Наконец Бобровников сформулировал осенившую его мысль и уже без запальчивости, даже как-то устало произнес:
— Собственно, зачем спорить? Зачем весь этот разговор, да еще в таких нервозных тонах? Не собираемся же мы в чем-то один другого убедить? Вы меня не поймете, я вас. Больше скажу, я и сам-то себя не понимаю. Получил недавно письмо — оттуда, из города на Неве, от Крутоярова — слышали про такого? Писатель, выпустил не один десяток книг. Так вот пишет он мне, словно я несмышленый и, как говорят, трудный младенец. Он старается доступно объяснить мне, что оторваться от родины для писателя — смерти подобно. Ничего, говорит, вы не напишете, если немедленно не приедете сюда. Объяснять, говорит, долго и сложно, сами поймете, когда приедете. Нельзя, говорит, русскому писателю в такое время не быть на Родине. И так он написал, что у меня все нутро перевернуло. Ведь мы ничего не знаем о том, что в России свершается, ничего. Вся эта писанина эмигрантской прессы только мозги засоряет. А поэзия? Боже мой! Даже те, кто покрупнее и, как говорится, смолоду захвалены, помилуйте, какой пишут несусветный вздор! «Я ненавижу человечество, я от него бегу спеша». Глупо! Беспомощно! И не самостоятельно: Шопенгауэр! Иные не без таланта, но и талант не выручает, как на Руси, бывало, случалось: сеяли рожь, а косим лебеду. Я уж не говорю о Нине Берберовой, Вере Лурье — вам попадалось поэтическое повидло этих дамочек не то в берлинских «Днях», не то в «Руле»? Мерзость! Грехопадение! Бежать, бежать отсюда без оглядки! Я русский, понимаете вы это? И я хочу отдать своему народу все силы, все способности. Я ничего не знаю об Октябрьской революции, о новой России. Вероятно, мои убеждения наивны, но и того, что я понял, достаточно, чтобы любить эту новую Россию. Вы вот сказали, что готовы усмирять революцию германскими штыками. А знаете, какой роман я издам, приехав в Москву? Называется — «Бескровное вторжение», я и материал собрал, шесть глав написано. Из вороха газетных вырезок, очерков, монографий в роман войдет сотая доля. А жаль! Авторам исторических романов следовало бы одновременно с самим романом издавать все собранные для работы выписки, заметки, справки — какое было бы богатство для изучающего ту или иную эпоху!

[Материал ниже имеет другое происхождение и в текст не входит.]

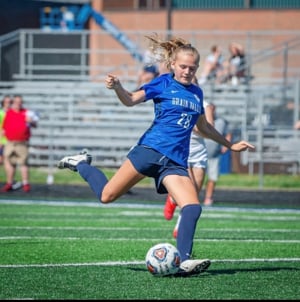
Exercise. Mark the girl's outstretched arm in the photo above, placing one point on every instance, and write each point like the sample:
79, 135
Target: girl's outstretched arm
127, 98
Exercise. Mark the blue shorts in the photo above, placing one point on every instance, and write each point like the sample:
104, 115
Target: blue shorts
153, 164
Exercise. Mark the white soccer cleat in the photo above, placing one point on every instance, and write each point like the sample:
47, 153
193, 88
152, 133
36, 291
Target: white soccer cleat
192, 267
71, 162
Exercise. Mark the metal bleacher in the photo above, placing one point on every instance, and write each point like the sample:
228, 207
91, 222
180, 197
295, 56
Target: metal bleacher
80, 113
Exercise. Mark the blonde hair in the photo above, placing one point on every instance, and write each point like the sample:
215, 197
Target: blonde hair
166, 51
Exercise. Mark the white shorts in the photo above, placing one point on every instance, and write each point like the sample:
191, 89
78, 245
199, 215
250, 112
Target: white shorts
213, 168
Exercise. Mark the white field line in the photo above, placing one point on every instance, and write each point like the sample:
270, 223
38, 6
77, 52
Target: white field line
139, 262
284, 241
144, 206
154, 218
86, 228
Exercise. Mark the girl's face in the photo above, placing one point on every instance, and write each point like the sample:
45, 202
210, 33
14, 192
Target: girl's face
185, 67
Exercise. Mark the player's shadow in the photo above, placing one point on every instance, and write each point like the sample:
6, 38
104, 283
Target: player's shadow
233, 271
230, 271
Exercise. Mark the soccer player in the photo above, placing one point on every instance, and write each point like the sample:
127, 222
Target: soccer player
163, 150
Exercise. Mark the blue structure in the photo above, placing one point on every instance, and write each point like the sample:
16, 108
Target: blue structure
74, 18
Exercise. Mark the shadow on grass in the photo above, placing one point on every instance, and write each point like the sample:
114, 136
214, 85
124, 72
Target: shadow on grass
222, 271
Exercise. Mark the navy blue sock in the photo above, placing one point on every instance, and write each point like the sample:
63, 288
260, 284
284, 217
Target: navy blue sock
95, 178
186, 230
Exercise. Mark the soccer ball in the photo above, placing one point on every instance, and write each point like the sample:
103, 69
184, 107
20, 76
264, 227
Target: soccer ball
163, 259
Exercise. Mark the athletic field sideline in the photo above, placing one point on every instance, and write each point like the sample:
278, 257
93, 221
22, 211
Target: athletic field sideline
63, 249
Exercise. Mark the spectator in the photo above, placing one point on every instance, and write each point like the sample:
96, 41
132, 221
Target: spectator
297, 125
214, 152
197, 164
5, 104
213, 66
235, 66
16, 127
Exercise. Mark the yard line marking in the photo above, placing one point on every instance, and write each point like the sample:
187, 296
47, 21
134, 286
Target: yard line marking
139, 262
77, 228
143, 206
143, 239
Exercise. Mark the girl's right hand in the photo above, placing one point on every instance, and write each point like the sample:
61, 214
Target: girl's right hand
112, 82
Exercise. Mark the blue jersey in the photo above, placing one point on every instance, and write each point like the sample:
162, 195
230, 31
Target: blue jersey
177, 108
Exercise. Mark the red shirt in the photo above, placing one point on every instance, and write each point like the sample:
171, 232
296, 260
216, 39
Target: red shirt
15, 126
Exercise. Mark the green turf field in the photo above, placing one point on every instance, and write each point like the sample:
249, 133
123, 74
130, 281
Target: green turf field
55, 250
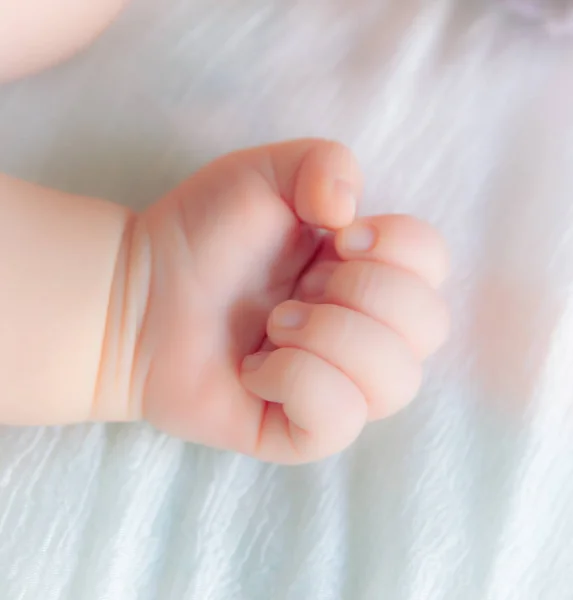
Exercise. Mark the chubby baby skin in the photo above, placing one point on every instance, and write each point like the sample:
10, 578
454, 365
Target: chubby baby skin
248, 310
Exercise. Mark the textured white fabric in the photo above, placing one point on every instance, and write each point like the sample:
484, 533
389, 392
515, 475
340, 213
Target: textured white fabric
458, 114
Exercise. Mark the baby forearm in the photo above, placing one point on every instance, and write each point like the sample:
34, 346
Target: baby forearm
72, 270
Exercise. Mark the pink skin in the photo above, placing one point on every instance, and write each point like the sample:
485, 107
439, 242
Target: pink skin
222, 314
36, 34
343, 321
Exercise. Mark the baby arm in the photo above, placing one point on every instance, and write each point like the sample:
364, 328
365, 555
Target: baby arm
68, 309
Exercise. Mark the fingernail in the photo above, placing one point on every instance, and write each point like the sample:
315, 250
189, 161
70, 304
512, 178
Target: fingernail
291, 316
359, 238
346, 196
254, 361
315, 282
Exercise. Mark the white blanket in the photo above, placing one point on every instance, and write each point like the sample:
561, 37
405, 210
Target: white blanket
459, 114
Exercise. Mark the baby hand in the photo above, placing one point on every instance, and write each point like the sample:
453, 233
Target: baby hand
263, 335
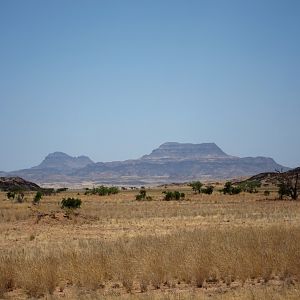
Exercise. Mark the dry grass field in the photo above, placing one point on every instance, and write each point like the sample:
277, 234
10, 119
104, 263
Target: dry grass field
244, 246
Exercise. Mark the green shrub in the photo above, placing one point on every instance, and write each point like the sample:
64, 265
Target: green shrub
102, 190
230, 189
11, 195
37, 198
71, 203
196, 186
173, 195
59, 190
142, 195
208, 190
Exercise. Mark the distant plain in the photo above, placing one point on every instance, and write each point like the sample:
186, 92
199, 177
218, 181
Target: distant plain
216, 246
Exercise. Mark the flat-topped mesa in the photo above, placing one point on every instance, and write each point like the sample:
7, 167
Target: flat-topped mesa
60, 160
185, 151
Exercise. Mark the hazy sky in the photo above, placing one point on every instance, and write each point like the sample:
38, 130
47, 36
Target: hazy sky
115, 79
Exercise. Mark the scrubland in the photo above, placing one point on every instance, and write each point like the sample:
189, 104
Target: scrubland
244, 246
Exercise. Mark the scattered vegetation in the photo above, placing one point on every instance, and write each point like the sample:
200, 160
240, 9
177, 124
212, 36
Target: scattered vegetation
71, 203
207, 190
196, 186
143, 195
175, 195
230, 189
37, 198
60, 190
289, 186
102, 190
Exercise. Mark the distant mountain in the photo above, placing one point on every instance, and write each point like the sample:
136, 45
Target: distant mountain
63, 162
179, 151
170, 162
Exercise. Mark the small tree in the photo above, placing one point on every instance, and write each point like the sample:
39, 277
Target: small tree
196, 186
230, 189
20, 197
208, 190
11, 195
71, 203
143, 195
288, 185
37, 198
173, 195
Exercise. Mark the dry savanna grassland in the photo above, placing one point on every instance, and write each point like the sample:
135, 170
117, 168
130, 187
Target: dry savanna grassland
244, 246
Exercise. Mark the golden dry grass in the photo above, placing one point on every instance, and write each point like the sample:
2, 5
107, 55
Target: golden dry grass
225, 247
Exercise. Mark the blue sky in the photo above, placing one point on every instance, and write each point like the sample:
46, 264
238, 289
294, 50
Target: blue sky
115, 79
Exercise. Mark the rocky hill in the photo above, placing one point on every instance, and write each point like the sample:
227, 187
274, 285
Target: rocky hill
63, 162
170, 162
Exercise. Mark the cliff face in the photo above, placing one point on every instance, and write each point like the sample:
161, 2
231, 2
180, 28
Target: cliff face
63, 162
170, 162
178, 151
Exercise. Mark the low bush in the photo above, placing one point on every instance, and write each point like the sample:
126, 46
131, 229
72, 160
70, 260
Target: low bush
143, 195
102, 190
173, 195
71, 203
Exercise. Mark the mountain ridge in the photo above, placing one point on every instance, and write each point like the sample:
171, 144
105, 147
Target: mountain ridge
170, 162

— Вы бы без предисловия рассказывали о своем романе, ведь вам именно этого хочется.
— Я и расскажу, вам это полезно послушать. Мой роман «Бескровное вторжение» — это суровое обвинение вам, властителям предреволюционной России. Место действия — Питер, провинция, фронт. Время действия четырнадцатый, пятнадцатый, шестнадцатый годы.
— Да? В советских издательствах не напечатают. Им подавай революцию. Придется вам романчик-то сюда прислать, мы издадим.
— Вряд ли он вам по нутру придется. В нем речь о том, как вы продали Россию, всю, с потрохами. О том, как у русской императрицы, истошно ненавидевшей Россию немки, были в руках все государственные тайны. Выпускалась тогда секретная военная карта с обозначением расположения наших войск. Выпускалась в двух экземплярах — один лично для Николая, другой — для начальника штаба генерала Алексеева. А впоследствии нашли в бумагах царицы эту карту, оказывается, у нее каким-то образом очутился третий экземпляр! Это у немки-то, родственницы Вильгельма!
— Да это же всем известно, это в мемуарах Деникина напечатано!